Cette maladie reprĂ©sente 30 Ă  40 % des cas d’infertilitĂ©. Mais, pas de panique, l’infertilitĂ© peut ĂȘtre seulement temporaire. A la suite d’une chirurgie, la patiente pourra concevoir naturellement sans problĂšme. Les mĂ©decins ne connaissent toujours pas la raison de cette infertilitĂ© liĂ©e Ă  l’endomĂ©triose. Mais des Ă©tudes rĂ©centes montrent par ailleurs que l’endomĂštre des patientes endomĂ©triotiques prĂ©sente des profils hormonaux et d’expression des gĂšnes anormaux. Les chercheurs ayant participĂ© Ă  ces Ă©tudes estiment possible que l’utĂ©rus des patientes atteintes prĂ©sente des caractĂ©ristiques dĂ©favorables Ă  l’implantation d’un embryon.

Comment peut-on la soigner ?

Il est important de noter qu’on ne soigne pas l’endomĂ©triose, mais que l’on soigne ses symptĂŽmes, en bloquant les cycles et en rĂ©alisant une ablation complĂšte des angiomes. (C’est d’ailleurs pour cela qu’on ne prĂ©conise pas de traitement hormonal particulier en l’absence de symptĂŽmes). C’est une chirurgie trĂšs minutieuse qui dĂ©pend de l’étendue de la maladie. Quelquefois, la maladie disparaĂźt d’elle-mĂȘme, cela reste un grand mystĂšre pour les chercheurs. Le traitement se dĂ©finit au cas par cas, chaque patiente devant avoir un traitement personnalisĂ©. Le praticien propose des mĂ©dicaments contre la douleur, un suivi psychologique et parfois une chirurgie. Pour en savoir plus, connectez-vous sur le site www.endofrance.org.

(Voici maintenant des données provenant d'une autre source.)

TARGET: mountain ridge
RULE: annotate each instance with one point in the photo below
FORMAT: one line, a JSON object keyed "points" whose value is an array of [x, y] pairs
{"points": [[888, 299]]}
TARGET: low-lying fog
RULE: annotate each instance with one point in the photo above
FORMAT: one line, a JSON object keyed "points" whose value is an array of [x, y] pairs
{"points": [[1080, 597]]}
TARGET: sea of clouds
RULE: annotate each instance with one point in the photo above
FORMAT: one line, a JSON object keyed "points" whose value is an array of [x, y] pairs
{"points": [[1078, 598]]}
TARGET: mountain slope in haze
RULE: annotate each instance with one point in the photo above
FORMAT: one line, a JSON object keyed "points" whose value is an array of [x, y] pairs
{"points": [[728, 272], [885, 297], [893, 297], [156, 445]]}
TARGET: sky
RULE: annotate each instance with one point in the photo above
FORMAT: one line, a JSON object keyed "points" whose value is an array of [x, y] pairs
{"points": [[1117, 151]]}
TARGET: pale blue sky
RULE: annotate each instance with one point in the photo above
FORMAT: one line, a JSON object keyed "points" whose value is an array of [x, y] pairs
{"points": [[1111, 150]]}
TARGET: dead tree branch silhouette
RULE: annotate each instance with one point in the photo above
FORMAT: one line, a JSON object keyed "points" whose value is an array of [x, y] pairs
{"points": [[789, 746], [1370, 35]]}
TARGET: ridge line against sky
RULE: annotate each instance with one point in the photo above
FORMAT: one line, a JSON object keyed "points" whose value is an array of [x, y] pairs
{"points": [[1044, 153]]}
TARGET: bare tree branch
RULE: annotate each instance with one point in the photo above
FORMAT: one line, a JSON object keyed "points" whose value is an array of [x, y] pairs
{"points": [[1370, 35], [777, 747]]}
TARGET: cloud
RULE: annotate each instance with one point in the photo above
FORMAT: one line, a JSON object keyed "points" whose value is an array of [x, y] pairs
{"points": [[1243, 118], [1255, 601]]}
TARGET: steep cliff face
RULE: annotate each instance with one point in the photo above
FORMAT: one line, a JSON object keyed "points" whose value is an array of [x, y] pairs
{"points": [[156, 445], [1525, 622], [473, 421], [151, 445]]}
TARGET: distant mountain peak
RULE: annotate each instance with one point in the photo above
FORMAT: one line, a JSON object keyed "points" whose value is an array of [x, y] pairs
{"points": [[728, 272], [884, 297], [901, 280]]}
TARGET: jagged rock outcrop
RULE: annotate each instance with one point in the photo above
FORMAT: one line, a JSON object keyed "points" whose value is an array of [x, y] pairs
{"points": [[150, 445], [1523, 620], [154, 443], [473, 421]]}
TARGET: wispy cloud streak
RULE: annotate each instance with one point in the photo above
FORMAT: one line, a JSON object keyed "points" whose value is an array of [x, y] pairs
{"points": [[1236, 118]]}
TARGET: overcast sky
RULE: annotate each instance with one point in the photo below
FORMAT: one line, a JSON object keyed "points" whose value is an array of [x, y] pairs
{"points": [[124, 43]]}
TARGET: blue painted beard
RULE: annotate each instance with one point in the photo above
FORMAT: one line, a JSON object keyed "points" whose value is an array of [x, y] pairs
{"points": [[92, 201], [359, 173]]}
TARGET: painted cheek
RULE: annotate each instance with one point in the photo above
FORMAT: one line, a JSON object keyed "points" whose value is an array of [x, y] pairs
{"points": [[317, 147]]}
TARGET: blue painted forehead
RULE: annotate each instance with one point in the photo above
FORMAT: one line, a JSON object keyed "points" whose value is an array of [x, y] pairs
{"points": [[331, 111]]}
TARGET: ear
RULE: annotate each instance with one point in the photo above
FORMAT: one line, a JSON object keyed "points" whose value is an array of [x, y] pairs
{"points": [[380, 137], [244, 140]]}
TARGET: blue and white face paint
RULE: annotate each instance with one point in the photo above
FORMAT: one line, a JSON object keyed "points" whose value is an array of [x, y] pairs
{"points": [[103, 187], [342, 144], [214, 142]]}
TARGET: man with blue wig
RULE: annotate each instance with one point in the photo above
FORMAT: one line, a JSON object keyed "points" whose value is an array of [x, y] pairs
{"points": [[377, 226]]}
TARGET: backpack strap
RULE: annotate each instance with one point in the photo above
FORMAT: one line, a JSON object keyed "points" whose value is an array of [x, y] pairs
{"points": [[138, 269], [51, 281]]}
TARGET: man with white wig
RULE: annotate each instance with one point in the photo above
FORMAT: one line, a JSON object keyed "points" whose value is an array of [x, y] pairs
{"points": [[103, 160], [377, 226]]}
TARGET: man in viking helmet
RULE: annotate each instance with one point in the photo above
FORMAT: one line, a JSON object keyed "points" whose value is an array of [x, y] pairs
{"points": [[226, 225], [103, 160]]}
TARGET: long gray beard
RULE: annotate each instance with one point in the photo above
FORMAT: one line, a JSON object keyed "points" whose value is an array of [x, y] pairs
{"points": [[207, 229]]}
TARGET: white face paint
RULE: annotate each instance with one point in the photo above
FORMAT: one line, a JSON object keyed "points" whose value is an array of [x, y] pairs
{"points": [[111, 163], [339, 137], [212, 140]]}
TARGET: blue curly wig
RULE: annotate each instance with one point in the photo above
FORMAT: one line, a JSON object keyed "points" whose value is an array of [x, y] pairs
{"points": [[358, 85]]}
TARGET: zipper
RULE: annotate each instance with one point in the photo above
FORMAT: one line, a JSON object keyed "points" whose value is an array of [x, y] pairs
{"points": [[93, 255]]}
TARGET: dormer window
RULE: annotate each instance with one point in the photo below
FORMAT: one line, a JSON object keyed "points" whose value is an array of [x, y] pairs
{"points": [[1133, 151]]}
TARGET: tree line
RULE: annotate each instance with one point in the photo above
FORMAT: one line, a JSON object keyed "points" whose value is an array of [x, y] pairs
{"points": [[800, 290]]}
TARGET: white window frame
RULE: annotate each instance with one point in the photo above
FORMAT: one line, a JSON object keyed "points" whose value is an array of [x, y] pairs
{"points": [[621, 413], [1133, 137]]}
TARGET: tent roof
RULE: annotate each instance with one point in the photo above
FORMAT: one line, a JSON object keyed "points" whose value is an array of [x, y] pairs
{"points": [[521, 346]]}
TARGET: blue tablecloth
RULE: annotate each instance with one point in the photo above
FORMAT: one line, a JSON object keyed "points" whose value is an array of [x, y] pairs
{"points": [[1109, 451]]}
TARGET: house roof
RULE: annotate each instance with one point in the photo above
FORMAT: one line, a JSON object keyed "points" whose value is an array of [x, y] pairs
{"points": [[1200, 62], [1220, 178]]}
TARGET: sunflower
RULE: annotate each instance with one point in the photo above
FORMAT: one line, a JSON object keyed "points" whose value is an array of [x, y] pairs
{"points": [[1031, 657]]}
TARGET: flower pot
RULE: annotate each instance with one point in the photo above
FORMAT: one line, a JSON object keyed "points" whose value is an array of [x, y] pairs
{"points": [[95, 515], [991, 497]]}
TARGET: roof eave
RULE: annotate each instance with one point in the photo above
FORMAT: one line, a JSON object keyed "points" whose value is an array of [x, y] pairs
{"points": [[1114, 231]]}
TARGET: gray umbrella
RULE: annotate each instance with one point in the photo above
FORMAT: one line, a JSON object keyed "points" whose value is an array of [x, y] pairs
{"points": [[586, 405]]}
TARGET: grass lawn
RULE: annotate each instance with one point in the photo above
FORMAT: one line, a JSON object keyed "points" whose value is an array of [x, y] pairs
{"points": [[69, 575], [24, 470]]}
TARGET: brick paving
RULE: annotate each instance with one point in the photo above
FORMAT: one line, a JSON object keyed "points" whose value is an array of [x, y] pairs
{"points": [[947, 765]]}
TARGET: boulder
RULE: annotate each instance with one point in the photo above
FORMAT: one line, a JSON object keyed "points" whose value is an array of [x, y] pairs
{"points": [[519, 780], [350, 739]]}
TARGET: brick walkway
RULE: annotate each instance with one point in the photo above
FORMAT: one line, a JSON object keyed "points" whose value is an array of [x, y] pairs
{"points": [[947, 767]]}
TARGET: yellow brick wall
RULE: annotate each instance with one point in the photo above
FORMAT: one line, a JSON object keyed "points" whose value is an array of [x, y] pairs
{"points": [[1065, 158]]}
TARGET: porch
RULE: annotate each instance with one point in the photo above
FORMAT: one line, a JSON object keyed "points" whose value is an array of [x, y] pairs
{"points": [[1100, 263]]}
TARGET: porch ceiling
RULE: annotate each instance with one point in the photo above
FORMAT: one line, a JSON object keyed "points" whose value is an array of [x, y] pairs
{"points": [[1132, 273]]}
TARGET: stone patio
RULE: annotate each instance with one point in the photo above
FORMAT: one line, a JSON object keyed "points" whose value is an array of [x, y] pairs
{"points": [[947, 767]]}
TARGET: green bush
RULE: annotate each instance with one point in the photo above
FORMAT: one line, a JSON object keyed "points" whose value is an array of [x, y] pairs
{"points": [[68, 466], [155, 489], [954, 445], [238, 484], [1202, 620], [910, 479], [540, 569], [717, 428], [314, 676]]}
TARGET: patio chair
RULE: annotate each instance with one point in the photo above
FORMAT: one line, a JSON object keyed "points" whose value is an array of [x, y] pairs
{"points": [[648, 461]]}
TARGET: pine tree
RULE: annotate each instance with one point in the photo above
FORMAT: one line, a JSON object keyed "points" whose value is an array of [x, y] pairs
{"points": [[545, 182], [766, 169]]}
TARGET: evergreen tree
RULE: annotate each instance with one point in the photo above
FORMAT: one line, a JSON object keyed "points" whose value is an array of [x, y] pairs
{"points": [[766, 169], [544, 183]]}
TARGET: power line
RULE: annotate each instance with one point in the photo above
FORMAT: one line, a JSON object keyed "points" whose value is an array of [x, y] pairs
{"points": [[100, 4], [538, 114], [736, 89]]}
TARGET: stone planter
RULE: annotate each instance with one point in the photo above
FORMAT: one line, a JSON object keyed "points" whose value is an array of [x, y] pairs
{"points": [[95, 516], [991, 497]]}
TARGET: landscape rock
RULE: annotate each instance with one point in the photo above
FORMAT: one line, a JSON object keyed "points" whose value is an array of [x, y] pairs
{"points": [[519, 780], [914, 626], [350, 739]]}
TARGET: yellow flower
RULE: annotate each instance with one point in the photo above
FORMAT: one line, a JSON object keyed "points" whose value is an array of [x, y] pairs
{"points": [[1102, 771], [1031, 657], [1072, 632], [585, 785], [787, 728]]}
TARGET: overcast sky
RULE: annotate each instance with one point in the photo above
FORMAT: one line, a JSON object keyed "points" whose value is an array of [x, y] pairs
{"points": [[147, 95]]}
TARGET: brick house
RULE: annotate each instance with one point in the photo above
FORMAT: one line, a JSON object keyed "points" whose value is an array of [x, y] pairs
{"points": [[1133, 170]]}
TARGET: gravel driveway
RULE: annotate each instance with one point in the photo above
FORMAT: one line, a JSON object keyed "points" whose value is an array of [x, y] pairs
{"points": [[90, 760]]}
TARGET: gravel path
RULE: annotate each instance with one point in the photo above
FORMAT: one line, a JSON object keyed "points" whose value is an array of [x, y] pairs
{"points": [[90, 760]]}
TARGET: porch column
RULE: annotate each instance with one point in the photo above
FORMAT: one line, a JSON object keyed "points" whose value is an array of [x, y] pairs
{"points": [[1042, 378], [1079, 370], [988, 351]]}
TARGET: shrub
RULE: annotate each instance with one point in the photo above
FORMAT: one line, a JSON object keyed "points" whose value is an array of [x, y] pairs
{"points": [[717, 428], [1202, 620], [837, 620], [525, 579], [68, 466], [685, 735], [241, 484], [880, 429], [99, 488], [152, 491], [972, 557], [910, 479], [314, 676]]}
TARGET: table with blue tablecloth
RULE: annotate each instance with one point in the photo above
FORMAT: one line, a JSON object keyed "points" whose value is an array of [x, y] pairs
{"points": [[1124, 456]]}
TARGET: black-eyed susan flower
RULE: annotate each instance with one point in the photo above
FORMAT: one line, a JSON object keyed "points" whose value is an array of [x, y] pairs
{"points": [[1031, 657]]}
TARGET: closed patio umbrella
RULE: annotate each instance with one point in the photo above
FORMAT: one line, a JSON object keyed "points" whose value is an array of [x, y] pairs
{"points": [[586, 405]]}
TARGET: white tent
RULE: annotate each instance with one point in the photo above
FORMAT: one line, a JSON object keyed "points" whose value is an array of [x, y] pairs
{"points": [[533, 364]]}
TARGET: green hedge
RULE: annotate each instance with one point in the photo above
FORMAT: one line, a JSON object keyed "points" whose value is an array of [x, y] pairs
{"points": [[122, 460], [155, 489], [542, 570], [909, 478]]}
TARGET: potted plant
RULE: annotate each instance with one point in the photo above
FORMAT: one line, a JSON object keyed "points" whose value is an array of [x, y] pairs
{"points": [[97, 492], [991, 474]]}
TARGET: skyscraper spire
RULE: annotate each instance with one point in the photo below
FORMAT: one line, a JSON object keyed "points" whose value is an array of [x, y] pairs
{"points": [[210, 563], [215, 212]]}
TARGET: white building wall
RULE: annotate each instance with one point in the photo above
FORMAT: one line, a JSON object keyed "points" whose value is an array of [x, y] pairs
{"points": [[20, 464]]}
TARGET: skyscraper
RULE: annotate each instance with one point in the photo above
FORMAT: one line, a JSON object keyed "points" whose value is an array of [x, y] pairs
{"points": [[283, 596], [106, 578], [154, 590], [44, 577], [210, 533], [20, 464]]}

AprĂšs l’opĂ©ration, y a-t-il des traitements Ă  prendre ?

On propose aux patientes de ne plus avoir de rĂšgles, elles doivent donc prendre leur pilule contraceptive en continu afin d’éviter au maximum la rĂ©cidive de l’endomĂ©triose.

Ces traitements empĂȘchent-ils d’avoir un enfant ?

Au contraire, faire un bĂ©bĂ© est le meilleur traitement hormonal qui existe. Les chercheurs ont pu remarquer qu’aprĂšs avoir eu un enfant, la plupart des femmes ayant eu des problĂšmes d’ordre gynĂ©cologique n’ont plus de douleurs et se sentent mieux. Mais ça n’est pas toujours le cas.